Die Klägerinnen beabsichtigten, jeweils nach Ablauf der einjährigen Elternzeit ihre Vollzeit-Berufstätigkeit wieder aufzunehmen. Unter Hinweis darauf meldeten sie für ihre Kinder wenige Monate nach der Geburt bei der beklagten Stadt Bedarf für einen Kinderbetreuungsplatz für die Zeit ab der Vollendung des ersten Lebensjahres an. Zum gewünschten Termin wurde ihnen kein Betreuungsplatz nachgewiesen. Die Beklagte teilte lediglich mit, die Nachfrage nach Betreuungsplätzen im gesamten Stadtgebiet sei besonders hoch und übersteige derzeit die verfügbaren Kapazitäten.

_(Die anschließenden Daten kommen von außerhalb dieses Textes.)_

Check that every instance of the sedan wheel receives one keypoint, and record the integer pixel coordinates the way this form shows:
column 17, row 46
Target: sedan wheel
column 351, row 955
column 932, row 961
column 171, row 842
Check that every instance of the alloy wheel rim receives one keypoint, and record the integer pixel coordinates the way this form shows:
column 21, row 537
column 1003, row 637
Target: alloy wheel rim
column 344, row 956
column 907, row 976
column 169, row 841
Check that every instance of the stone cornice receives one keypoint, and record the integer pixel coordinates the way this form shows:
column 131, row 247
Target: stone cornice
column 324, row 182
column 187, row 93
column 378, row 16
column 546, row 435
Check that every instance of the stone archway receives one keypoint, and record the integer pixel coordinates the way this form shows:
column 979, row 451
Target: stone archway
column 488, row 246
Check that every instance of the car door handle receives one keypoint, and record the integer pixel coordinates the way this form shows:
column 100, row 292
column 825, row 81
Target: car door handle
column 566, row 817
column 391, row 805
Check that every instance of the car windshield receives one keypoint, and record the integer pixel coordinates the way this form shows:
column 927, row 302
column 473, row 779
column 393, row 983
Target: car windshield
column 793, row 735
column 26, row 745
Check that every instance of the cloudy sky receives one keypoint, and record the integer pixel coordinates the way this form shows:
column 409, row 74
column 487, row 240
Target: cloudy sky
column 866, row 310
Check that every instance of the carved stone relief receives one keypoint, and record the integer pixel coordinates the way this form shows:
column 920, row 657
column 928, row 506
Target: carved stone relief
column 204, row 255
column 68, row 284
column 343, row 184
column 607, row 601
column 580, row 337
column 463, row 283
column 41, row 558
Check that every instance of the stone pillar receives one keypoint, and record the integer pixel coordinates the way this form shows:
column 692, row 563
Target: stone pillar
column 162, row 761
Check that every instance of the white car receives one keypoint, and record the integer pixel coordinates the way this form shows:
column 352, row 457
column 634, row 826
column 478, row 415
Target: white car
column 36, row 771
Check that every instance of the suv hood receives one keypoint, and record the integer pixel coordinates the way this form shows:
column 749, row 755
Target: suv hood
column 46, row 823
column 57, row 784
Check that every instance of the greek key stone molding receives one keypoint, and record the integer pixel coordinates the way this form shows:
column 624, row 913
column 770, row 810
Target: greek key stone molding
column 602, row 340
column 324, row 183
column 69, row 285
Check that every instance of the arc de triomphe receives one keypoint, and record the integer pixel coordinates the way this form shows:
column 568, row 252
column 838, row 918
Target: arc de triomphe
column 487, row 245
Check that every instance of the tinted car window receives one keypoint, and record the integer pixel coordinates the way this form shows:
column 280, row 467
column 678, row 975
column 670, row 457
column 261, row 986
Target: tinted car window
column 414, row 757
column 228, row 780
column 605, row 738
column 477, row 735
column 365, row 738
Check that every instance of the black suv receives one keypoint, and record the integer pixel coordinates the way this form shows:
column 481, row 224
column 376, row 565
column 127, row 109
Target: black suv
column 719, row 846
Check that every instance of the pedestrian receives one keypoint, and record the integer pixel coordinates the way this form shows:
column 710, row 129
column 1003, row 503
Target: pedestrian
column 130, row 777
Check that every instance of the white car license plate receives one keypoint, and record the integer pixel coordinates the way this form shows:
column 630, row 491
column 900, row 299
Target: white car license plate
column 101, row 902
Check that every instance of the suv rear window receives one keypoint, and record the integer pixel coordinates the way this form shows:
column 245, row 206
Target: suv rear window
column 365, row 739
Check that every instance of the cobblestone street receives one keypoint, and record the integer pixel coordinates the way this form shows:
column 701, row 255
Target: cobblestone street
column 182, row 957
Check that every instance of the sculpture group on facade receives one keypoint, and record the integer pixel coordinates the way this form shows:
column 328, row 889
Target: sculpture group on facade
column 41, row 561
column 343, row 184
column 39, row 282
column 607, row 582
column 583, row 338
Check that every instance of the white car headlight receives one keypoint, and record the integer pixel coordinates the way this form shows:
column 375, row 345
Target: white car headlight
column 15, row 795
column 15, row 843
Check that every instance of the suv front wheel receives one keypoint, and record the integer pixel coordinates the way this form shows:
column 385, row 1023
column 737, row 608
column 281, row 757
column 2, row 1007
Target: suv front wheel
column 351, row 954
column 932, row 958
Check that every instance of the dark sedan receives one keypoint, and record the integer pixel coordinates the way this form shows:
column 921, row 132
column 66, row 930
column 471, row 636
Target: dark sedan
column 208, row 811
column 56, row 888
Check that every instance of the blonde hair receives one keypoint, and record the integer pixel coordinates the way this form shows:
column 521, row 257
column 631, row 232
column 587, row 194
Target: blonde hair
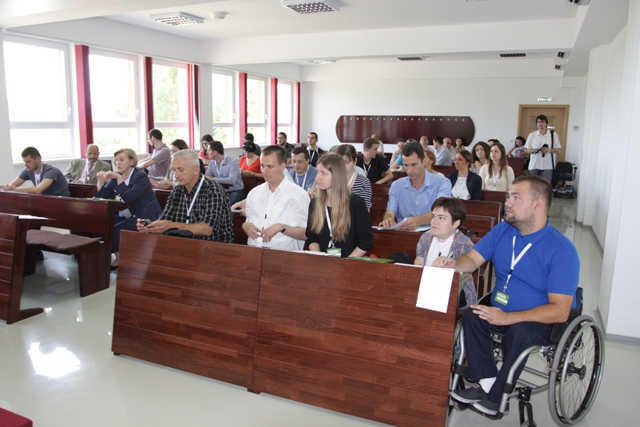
column 340, row 194
column 130, row 153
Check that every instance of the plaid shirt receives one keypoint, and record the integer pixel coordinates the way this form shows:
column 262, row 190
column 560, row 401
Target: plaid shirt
column 211, row 207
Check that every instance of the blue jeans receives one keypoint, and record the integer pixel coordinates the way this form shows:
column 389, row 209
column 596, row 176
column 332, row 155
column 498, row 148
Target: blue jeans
column 516, row 339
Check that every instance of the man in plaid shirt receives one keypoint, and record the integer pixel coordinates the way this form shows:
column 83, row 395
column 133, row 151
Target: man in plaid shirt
column 196, row 204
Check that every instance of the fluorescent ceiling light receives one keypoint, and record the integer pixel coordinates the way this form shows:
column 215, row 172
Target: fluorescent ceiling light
column 177, row 18
column 323, row 61
column 309, row 6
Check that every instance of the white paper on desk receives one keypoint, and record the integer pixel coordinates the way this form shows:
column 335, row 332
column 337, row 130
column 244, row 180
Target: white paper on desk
column 435, row 287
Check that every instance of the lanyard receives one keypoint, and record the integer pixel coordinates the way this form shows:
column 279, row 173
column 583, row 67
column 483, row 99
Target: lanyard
column 303, row 181
column 515, row 260
column 326, row 210
column 219, row 167
column 195, row 196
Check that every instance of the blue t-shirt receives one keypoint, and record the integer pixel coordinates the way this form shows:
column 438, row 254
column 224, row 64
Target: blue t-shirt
column 59, row 185
column 551, row 265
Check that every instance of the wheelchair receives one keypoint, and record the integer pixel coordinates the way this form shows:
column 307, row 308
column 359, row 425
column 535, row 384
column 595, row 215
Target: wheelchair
column 573, row 371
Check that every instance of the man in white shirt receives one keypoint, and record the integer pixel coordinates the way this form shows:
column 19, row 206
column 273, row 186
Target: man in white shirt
column 83, row 171
column 276, row 210
column 538, row 147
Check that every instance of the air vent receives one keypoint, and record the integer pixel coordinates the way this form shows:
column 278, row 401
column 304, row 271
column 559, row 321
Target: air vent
column 310, row 6
column 513, row 55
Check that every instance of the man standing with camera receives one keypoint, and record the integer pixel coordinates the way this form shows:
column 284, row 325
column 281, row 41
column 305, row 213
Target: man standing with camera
column 538, row 145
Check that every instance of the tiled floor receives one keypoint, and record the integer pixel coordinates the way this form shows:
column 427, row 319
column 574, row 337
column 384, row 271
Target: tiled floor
column 57, row 368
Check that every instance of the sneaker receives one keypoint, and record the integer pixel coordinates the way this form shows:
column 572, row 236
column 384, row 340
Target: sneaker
column 490, row 408
column 470, row 395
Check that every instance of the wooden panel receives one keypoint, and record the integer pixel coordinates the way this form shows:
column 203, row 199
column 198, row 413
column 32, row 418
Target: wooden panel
column 356, row 128
column 347, row 336
column 188, row 304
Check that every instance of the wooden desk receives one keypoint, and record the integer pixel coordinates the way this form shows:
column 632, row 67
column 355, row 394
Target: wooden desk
column 188, row 304
column 84, row 216
column 13, row 241
column 331, row 332
column 346, row 336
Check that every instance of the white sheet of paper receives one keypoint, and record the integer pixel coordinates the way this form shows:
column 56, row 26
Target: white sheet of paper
column 435, row 287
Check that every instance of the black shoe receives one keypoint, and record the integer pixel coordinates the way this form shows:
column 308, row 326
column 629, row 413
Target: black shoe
column 470, row 395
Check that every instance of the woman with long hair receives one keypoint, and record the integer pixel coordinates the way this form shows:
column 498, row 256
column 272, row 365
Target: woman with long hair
column 480, row 156
column 338, row 222
column 496, row 174
column 465, row 184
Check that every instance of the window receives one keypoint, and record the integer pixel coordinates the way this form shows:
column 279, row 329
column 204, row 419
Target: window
column 171, row 100
column 115, row 102
column 39, row 97
column 222, row 97
column 285, row 109
column 257, row 108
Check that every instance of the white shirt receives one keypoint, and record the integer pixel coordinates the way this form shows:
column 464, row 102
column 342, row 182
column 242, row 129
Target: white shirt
column 288, row 204
column 535, row 141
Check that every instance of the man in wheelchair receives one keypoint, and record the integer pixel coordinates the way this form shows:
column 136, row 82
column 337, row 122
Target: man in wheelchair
column 536, row 270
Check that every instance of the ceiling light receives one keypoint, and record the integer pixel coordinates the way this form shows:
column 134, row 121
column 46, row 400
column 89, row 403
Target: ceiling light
column 177, row 18
column 309, row 6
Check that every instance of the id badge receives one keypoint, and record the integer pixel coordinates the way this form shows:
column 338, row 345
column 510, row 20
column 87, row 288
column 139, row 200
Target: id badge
column 502, row 298
column 334, row 252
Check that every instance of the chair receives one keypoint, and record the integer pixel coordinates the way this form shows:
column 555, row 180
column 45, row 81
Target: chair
column 573, row 370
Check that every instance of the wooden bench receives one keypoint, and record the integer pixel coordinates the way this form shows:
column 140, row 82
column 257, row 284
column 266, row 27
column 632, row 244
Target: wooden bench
column 335, row 333
column 13, row 241
column 84, row 216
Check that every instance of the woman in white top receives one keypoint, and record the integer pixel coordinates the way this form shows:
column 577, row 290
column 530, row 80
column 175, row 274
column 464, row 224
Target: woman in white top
column 496, row 174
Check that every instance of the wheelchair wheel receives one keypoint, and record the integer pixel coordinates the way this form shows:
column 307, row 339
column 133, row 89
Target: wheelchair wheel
column 576, row 371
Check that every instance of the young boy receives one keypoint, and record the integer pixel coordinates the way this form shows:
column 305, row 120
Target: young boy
column 444, row 238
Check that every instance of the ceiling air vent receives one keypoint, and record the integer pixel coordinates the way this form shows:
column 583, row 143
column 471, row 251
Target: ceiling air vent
column 513, row 55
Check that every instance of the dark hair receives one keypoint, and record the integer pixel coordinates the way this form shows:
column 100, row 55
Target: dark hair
column 180, row 143
column 301, row 150
column 485, row 147
column 155, row 133
column 216, row 146
column 249, row 147
column 411, row 148
column 466, row 155
column 279, row 151
column 455, row 207
column 31, row 151
column 540, row 187
column 543, row 118
column 369, row 143
column 347, row 150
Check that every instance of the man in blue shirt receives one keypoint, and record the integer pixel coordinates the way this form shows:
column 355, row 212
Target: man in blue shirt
column 225, row 170
column 46, row 179
column 537, row 273
column 303, row 174
column 411, row 197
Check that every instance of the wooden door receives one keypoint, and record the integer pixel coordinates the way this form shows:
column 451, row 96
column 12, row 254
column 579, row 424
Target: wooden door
column 558, row 116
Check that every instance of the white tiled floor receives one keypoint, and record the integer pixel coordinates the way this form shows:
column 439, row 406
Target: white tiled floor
column 57, row 368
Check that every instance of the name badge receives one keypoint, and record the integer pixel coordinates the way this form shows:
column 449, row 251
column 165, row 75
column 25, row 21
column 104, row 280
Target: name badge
column 502, row 298
column 334, row 252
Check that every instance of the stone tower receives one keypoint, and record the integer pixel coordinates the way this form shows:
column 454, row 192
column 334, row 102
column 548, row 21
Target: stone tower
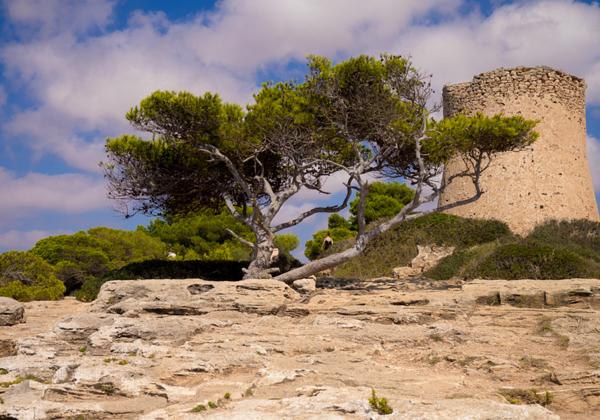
column 551, row 180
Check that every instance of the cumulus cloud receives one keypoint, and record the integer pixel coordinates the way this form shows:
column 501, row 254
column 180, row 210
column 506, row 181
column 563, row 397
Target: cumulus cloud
column 2, row 96
column 86, row 84
column 46, row 17
column 35, row 192
column 23, row 240
column 593, row 145
column 81, row 77
column 561, row 34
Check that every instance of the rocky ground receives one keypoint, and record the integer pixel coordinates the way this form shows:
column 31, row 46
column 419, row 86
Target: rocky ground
column 257, row 349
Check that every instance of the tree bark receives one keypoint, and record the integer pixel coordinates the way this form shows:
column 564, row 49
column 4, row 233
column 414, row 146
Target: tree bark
column 260, row 266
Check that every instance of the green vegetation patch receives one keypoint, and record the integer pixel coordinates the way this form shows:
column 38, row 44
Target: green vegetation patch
column 526, row 396
column 25, row 277
column 554, row 250
column 380, row 404
column 398, row 246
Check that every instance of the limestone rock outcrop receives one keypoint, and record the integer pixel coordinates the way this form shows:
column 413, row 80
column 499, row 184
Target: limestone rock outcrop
column 256, row 349
column 427, row 257
column 11, row 311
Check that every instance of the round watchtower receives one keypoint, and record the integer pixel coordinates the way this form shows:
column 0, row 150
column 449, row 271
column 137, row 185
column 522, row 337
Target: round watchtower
column 551, row 179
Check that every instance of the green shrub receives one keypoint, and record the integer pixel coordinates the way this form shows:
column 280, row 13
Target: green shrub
column 25, row 277
column 582, row 236
column 398, row 246
column 380, row 405
column 94, row 253
column 535, row 261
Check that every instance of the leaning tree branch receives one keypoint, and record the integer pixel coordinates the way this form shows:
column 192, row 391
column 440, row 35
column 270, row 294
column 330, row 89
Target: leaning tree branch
column 239, row 238
column 315, row 210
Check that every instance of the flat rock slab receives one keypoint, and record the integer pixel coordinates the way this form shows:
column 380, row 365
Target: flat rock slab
column 11, row 312
column 193, row 297
column 256, row 349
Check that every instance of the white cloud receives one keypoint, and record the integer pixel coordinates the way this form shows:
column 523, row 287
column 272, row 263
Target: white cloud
column 2, row 96
column 593, row 148
column 35, row 193
column 23, row 240
column 87, row 84
column 561, row 34
column 45, row 17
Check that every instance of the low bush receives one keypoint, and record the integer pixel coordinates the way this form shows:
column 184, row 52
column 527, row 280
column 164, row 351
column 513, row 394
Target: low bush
column 398, row 246
column 25, row 277
column 533, row 261
column 554, row 250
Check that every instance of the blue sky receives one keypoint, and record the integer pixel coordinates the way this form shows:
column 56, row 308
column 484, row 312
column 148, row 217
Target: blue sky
column 69, row 70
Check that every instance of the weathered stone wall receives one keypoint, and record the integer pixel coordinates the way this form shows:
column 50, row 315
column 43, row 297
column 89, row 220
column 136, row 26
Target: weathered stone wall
column 549, row 180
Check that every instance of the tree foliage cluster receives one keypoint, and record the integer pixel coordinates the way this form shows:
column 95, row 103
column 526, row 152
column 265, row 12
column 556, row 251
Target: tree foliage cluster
column 384, row 200
column 365, row 116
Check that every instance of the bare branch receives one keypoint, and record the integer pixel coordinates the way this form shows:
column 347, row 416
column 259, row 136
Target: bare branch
column 239, row 238
column 326, row 209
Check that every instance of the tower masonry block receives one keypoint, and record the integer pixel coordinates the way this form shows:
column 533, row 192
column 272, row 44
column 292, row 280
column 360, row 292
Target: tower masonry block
column 549, row 180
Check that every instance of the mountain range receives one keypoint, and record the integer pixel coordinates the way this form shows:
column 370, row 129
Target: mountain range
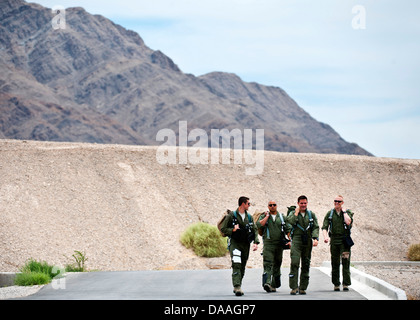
column 95, row 81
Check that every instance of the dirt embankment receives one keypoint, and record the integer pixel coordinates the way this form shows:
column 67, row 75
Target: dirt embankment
column 126, row 211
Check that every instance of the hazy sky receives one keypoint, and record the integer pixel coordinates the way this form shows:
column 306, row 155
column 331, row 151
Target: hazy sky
column 352, row 64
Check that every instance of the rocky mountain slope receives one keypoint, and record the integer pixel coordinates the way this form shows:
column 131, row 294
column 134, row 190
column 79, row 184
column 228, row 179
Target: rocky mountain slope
column 126, row 211
column 95, row 81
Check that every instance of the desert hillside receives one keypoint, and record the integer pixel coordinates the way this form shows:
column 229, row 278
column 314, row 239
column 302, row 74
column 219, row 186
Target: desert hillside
column 126, row 211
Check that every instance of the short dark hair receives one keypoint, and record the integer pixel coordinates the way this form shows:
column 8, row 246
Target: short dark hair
column 302, row 198
column 242, row 200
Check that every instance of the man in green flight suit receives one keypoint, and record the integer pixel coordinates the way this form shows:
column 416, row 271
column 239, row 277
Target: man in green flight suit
column 241, row 230
column 339, row 221
column 304, row 235
column 275, row 230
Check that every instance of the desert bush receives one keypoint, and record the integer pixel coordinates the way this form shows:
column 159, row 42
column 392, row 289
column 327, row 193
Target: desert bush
column 35, row 273
column 31, row 279
column 205, row 240
column 413, row 253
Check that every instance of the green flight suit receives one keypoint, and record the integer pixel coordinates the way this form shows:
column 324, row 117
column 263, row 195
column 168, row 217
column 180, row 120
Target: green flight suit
column 239, row 245
column 301, row 250
column 337, row 247
column 273, row 250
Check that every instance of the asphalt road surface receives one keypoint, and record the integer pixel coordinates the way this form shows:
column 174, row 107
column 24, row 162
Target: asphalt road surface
column 183, row 285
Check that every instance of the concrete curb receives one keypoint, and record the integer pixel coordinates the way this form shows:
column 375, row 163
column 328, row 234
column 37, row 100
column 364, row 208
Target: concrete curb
column 382, row 287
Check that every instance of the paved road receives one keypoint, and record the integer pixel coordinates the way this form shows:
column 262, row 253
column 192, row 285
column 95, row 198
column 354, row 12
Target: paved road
column 183, row 285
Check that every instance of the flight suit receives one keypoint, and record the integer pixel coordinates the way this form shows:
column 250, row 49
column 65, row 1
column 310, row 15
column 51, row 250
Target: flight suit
column 239, row 244
column 301, row 249
column 273, row 249
column 337, row 247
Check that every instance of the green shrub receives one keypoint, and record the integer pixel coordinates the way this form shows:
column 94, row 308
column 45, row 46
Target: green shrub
column 413, row 253
column 205, row 240
column 31, row 279
column 36, row 273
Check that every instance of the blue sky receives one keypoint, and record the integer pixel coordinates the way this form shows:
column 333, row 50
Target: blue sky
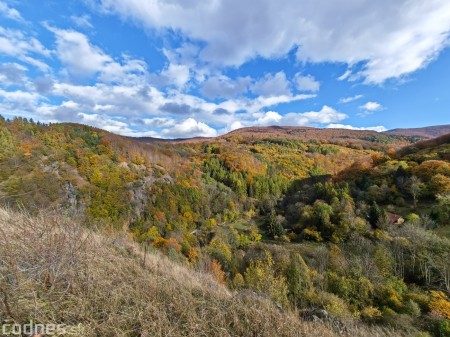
column 184, row 68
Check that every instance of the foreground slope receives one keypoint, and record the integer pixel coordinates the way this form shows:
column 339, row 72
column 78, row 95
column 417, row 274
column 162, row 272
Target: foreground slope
column 55, row 272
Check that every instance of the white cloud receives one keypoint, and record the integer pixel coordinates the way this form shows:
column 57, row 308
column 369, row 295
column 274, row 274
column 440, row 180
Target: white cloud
column 82, row 21
column 324, row 116
column 269, row 118
column 12, row 73
column 189, row 128
column 371, row 106
column 77, row 54
column 10, row 13
column 272, row 85
column 391, row 45
column 346, row 75
column 224, row 87
column 349, row 127
column 16, row 44
column 350, row 99
column 306, row 83
column 175, row 74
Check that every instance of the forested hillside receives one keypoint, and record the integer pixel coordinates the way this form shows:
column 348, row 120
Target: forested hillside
column 356, row 223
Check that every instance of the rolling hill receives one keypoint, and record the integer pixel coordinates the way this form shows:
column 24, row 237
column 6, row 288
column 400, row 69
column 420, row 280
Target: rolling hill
column 297, row 216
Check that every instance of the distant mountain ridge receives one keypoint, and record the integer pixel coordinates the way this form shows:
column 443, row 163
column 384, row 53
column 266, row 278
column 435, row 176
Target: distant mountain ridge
column 424, row 132
column 306, row 132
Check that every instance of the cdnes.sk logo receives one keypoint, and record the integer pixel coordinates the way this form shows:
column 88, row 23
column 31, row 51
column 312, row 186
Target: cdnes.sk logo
column 11, row 328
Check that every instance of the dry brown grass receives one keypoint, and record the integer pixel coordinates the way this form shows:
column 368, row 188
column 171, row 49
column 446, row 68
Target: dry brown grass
column 53, row 271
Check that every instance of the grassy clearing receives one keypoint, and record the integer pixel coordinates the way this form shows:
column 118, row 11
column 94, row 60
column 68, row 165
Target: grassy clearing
column 53, row 271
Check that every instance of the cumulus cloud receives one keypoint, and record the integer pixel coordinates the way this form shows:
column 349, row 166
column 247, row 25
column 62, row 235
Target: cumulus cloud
column 177, row 75
column 83, row 59
column 306, row 83
column 224, row 87
column 312, row 118
column 25, row 48
column 371, row 106
column 189, row 128
column 12, row 73
column 349, row 127
column 350, row 99
column 389, row 46
column 77, row 54
column 324, row 116
column 82, row 21
column 272, row 85
column 10, row 13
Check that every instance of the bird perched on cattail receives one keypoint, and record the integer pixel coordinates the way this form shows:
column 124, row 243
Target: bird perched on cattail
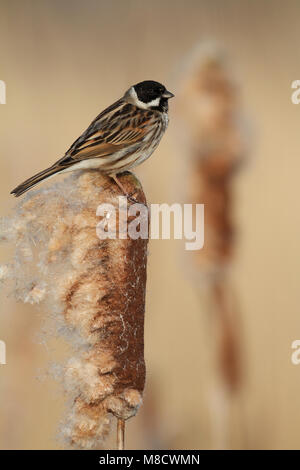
column 120, row 138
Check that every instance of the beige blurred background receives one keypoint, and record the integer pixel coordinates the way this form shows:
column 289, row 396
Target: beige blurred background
column 63, row 61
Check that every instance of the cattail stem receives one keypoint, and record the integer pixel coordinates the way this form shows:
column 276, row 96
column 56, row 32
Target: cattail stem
column 120, row 434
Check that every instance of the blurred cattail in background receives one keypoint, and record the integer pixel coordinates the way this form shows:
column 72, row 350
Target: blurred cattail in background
column 93, row 288
column 213, row 147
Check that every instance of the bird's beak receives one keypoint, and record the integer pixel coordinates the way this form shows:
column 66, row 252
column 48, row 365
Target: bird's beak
column 167, row 94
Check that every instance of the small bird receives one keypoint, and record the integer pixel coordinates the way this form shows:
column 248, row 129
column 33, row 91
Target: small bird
column 121, row 137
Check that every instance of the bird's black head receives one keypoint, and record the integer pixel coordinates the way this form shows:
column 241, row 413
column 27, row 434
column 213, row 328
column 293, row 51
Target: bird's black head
column 150, row 95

Für den Zeitraum zwischen der Vollendung des ersten Lebensjahres ihrer Kinder und der späteren Beschaffung eines Betreuungsplatzes verlangten die Klägerinnen Ersatz des ihnen entstandenen Verdienstausfalls unter Anrechnung von ersparten Elternbeiträgen in Höhe von ca. 4.500 Euro, 2.200 Euro bzw. 7.300 Euro.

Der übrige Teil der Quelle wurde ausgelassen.